Source: David Carr, The New York Times, November 10, 2008

MP3 player headphones may hinder pacemakers

Headphones used with MP3 digital music players like the iPod may interfere with heart pacemakers and implantable defibrillators, U.S. researchers said on Sunday. The MP3 players themselves posed no threat to pacemakers and defibrillators, used to normalize heart rhythm. But strong little magnets inside the headphones can foul up the devices if placed within 1.2 inches of them.
Source: Will Dunham, Reuters, November 9, 2008

Social Media Leads the Future of Technology

Internet-connected televisions, social media, and the power of simplicity were all cited as launch pads for future innovation in technology, according to a panel of experts that convened at Harvard Business School as part of the HBS Centennial Business Summit in October.

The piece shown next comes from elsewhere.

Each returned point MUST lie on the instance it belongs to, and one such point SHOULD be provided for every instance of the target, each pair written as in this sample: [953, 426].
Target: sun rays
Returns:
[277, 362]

And though advertisers love the Internet, to what extent they can capitalize on these transformations remains an open question.
Source: Martha Lagace, Harvard Business School Working Knowledge, November 10, 2008

Text messaging may help children fight off obesity

A new study from the University of North Carolina at Chapel Hill suggests that cell phone text messaging could be used to reduce children’s chances of becoming overweight or obese later in life, by helping them monitor and modify their own behaviors now.
Source: University of North Carolina at Chapel Hill news release, November 11, 2008

The Next Step in Health Care: Telemedicine

Imagine a scenario where doctors from different hospitals can collaborate on a surgery without having to actually be in the operating room. What if doctors in remote locations could receive immediate expert support from top specialists in hospitals around the world? This environment could soon become a reality thanks to research by a multi-university partnership that is testing the live broadcast of surgeries using the advanced networking consortium Internet2.
Source: Rochester Institute of Technology news release, November 12, 2008

Search Engine With Roots in Genomics Unlocks Deep Web

A research-focused search engine founded by Human Genome Project scientists is claiming to go where even Google doesn’t tread: the deep web. DeepDyve is designed to search the 99 percent (they say, citing a study from UC Berkeley) of hits not picked up by other search engines, which return pages based largely on interpretations of popularity and work only if a page is findable. Content hidden behind paywalls or that is not linked to enough sites to gain page rank remains obscure, but often contains the source material required for serious research.
Source: Chris Snyder, Wired News, November 11, 2008

The Coming Wireless Revolution

If you believe some radio researchers and engineers, within the next couple of years, high-bandwidth, far-reaching wireless Internet signals will soon blanket the nation. Thanks to a decision by the Federal Communications Commission (FCC) last week, megahertz frequency bands that were previously allocated to television broadcasters will be opened to other device manufacturers. The frequency liberation means that future wireless gadgets will be able to blast tens of megabits per second of data over hundreds of kilometers.